I am trying to fill null timestamps over groups, my dataframe looks like this
df = pl.from_repr("""
┌───────────────────────────────────┬──────────────────────────────────┬───────┐
│ start ┆ stop ┆ group │
│ --- ┆ --- ┆ --- │
│ str ┆ str ┆ i64 │
╞═══════════════════════════════════╪══════════════════════════════════╪═══════╡
│ 2021-12-08 06:40:53.734941+01:00 ┆ 2022-05-16 10:16:18.717146+02:00 ┆ 1 │
│ 2021-12-08 06:40:55.191598+01:00 ┆ null ┆ 1 │
│ 2021-12-08 10:39:12.421402+01:00 ┆ 2022-05-16 10:16:19.816922+02:00 ┆ 2 │
│ 2021-12-08 10:39:12.634873+01:00 ┆ 2022-05-16 10:16:19.817304+02:00 ┆ 1 │
│ 2021-12-08 10:49:47.392815+01:00 ┆ 2022-05-16 10:16:20.178050+02:00 ┆ 5 │
└───────────────────────────────────┴──────────────────────────────────┴───────┘
""")
The stop timestamps should be imputed from the next start.
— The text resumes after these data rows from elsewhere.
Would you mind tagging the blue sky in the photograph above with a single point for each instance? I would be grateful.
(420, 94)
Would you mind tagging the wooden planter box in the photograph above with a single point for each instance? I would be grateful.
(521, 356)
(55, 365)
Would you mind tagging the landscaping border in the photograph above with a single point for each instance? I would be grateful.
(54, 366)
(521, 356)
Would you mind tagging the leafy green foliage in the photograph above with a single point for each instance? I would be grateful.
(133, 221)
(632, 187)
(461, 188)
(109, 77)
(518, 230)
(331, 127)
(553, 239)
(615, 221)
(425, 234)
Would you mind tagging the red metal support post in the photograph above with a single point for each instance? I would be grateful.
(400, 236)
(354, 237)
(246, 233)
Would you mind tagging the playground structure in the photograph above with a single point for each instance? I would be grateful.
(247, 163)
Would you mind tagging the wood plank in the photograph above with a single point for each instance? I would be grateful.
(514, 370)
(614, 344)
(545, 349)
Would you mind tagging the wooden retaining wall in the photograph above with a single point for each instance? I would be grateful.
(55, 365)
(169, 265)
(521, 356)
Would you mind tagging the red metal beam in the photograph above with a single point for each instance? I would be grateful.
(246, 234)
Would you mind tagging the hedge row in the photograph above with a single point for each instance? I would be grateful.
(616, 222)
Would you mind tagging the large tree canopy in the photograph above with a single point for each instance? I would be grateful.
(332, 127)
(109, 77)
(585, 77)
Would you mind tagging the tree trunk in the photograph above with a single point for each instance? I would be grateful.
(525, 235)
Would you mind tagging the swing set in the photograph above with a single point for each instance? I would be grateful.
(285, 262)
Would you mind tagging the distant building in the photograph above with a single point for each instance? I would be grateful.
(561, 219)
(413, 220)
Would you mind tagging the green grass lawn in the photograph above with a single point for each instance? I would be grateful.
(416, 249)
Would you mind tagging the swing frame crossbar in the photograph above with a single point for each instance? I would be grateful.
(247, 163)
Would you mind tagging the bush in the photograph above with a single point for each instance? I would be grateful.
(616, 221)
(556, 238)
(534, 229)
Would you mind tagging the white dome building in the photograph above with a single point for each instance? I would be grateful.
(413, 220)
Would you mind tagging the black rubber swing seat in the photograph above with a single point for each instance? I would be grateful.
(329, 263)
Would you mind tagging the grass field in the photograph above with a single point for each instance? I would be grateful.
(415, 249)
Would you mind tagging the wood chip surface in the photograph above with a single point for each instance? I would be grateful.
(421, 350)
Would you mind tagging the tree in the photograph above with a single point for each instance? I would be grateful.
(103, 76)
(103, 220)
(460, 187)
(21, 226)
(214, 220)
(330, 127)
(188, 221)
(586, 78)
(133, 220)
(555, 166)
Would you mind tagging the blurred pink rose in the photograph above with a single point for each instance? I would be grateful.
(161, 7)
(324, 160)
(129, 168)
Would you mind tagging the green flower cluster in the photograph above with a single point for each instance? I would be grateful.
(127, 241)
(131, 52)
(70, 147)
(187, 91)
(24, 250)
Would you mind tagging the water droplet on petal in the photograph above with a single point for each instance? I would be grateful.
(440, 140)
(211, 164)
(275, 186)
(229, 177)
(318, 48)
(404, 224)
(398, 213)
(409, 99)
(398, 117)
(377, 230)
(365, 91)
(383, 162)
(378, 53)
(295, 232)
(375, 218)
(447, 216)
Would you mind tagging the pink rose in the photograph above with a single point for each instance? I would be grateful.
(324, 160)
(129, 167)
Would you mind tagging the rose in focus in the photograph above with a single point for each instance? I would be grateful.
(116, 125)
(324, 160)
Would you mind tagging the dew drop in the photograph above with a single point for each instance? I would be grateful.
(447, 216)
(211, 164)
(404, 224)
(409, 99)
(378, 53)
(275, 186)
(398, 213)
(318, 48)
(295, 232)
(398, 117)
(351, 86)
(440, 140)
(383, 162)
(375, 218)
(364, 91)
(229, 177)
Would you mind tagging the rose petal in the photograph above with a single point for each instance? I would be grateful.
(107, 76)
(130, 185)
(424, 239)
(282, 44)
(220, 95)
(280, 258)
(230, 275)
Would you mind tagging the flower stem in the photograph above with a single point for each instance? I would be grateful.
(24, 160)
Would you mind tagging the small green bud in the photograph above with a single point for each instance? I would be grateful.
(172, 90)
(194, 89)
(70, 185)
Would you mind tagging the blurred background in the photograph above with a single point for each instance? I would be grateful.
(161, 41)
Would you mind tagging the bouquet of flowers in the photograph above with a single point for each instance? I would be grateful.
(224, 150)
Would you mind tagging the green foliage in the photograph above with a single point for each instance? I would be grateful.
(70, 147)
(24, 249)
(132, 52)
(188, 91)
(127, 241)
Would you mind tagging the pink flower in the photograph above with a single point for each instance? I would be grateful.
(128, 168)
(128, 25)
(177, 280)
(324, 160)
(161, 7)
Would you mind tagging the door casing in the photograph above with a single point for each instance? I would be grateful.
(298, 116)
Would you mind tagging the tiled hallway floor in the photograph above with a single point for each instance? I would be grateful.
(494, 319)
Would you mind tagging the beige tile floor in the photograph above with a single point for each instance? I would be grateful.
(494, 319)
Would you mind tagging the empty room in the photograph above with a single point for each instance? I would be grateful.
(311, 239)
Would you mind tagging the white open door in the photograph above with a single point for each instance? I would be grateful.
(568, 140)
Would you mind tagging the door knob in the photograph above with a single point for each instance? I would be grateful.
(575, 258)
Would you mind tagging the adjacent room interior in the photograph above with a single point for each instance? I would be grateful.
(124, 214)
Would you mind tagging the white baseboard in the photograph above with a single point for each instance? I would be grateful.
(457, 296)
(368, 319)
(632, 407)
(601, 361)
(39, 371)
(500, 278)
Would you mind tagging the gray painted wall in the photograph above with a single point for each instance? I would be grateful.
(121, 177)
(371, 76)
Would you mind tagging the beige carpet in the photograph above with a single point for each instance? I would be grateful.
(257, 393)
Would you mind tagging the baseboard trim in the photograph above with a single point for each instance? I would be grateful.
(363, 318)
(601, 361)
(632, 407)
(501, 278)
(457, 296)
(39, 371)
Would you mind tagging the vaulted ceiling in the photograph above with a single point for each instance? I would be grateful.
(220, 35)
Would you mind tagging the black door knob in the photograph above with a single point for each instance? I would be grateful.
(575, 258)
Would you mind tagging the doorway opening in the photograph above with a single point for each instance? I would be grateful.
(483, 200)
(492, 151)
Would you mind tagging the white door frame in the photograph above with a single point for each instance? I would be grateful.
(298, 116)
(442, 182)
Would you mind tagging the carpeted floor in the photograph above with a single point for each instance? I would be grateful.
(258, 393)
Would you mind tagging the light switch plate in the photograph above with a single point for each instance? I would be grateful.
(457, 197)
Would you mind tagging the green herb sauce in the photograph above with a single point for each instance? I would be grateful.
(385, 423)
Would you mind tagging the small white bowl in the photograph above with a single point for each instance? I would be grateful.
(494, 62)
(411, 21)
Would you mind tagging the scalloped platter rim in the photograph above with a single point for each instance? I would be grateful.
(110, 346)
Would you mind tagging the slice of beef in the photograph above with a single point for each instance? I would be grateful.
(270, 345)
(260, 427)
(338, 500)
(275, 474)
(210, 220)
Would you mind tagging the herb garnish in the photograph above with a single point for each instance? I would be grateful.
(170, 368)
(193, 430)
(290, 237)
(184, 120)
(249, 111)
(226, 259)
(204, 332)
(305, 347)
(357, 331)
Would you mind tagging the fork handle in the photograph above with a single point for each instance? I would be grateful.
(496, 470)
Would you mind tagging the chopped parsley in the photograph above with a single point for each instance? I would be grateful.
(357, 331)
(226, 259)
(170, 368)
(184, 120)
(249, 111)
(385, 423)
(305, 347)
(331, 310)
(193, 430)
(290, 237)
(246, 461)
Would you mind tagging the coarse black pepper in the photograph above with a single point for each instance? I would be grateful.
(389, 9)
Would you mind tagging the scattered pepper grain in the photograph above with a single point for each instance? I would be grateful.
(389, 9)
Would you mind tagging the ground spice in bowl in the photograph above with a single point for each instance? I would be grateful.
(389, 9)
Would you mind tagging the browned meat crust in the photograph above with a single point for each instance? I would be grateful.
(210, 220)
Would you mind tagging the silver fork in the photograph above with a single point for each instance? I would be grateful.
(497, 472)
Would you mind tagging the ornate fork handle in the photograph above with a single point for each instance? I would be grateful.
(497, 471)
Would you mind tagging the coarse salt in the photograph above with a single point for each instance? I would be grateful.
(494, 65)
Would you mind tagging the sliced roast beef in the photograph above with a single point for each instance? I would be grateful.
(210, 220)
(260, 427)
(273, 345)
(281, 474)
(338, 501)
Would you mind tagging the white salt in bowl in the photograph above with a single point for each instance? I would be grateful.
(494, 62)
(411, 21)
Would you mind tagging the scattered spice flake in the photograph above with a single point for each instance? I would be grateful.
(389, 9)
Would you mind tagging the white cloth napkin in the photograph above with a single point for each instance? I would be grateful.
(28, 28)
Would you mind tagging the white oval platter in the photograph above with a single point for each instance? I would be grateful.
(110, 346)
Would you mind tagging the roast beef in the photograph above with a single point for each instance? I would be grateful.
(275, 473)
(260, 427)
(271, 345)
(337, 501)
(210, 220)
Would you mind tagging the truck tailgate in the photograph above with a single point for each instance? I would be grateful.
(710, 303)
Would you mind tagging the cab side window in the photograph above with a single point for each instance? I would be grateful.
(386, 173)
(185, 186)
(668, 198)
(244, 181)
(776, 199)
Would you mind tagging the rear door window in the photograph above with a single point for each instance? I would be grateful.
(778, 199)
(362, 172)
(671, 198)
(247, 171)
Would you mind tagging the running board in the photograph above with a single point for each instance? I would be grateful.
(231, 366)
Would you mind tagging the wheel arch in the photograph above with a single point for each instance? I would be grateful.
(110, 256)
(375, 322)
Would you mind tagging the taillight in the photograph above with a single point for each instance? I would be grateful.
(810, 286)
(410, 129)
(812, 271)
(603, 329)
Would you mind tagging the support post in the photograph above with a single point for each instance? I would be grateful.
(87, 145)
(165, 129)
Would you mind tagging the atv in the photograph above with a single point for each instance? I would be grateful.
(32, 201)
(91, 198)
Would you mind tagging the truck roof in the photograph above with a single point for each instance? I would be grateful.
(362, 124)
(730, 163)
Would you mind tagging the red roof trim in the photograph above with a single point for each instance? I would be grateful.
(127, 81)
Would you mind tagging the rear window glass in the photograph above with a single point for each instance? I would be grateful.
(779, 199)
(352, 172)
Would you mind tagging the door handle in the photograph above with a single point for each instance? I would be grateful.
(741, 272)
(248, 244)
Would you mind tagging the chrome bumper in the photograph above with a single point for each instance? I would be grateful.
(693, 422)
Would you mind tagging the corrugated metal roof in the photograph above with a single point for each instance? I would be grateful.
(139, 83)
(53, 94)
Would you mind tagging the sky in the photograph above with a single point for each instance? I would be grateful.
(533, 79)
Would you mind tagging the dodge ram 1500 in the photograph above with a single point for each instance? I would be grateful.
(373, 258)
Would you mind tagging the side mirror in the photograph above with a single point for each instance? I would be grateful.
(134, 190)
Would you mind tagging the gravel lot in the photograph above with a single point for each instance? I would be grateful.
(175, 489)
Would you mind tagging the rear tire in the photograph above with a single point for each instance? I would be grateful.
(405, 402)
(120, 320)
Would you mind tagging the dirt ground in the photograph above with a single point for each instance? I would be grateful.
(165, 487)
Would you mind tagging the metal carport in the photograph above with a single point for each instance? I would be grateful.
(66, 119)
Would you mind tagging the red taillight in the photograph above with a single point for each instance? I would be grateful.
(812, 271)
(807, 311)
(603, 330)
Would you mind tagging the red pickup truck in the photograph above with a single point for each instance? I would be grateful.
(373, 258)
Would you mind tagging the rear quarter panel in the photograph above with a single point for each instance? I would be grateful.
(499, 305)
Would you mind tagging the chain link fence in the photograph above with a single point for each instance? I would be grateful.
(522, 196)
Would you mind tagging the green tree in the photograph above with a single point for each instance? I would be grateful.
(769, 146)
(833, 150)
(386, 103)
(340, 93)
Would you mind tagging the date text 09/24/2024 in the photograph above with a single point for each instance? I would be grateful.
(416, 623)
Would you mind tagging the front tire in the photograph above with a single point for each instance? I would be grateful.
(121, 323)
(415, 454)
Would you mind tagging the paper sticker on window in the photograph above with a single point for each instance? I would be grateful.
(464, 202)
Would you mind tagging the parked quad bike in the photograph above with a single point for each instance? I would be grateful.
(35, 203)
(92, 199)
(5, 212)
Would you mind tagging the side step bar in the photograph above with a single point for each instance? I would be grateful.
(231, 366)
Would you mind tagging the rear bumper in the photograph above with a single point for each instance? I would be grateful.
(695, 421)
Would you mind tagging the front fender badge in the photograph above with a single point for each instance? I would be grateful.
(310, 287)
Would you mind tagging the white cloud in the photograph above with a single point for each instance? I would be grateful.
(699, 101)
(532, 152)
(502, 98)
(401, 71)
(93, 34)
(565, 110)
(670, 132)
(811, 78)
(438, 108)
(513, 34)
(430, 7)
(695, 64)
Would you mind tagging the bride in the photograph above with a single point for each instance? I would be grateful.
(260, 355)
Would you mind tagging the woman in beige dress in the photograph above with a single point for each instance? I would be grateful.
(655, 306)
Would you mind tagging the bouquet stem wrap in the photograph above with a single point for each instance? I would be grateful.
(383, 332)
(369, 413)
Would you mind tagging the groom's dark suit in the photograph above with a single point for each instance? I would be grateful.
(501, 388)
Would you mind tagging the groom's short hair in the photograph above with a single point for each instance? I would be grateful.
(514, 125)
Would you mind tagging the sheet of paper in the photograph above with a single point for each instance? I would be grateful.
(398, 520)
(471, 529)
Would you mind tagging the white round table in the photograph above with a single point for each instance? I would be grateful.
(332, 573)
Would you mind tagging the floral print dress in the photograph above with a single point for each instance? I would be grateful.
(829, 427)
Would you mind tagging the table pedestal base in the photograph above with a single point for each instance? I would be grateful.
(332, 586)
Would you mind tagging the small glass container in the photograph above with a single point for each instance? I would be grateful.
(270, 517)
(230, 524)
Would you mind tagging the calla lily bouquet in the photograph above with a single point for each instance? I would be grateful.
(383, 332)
My current implantation is:
df = df.sort("start").with_columns(
pl.col("start").fill_null(strategy="backward").over("group")
)
df = df.group_by("group").map_groups(
lambda df: df.with_columns(
pl.col("stop").fill_null(
pl.col("start").shift(-1)
)
)
)
This current implementation is slow. Is there a faster way to solve this?
Thanks in advance
You can use pl.coalesce()
.
Here is an example:
df.with_columns(
stop = pl.coalesce(
pl.col('stop'), pl.col('start').shift(-1).over('group')
)
)
shape: (5, 4)
┌─────┬──────────────────────────────────┬──────────────────────────────────┬───────┐
│ ┆ start ┆ stop ┆ group │
│ --- ┆ --- ┆ --- ┆ --- │
│ i64 ┆ str ┆ str ┆ i64 │
╞═════╪══════════════════════════════════╪══════════════════════════════════╪═══════╡
│ 0 ┆ 2021-12-08 06:40:53.734941+01:00 ┆ 2022-05-16 10:16:18.717146+02:00 ┆ 1 │
│ 1 ┆ 2021-12-08 06:40:55.191598+01:00 ┆ 2021-12-08 10:39:12.634873+01:00 ┆ 1 │
│ 2 ┆ 2021-12-08 10:39:12.421402+01:00 ┆ 2022-05-16 10:16:19.816922+02:00 ┆ 2 │
│ 3 ┆ 2021-12-08 10:39:12.634873+01:00 ┆ 2022-05-16 10:16:19.817304+02:00 ┆ 1 │
│ 4 ┆ 2021-12-08 10:49:47.392815+01:00 ┆ 2022-05-16 10:16:20.178050+02:00 ┆ 5 │
└─────┴──────────────────────────────────┴──────────────────────────────────┴───────┘
In the example I used .over() so that it finds the next start within the same group.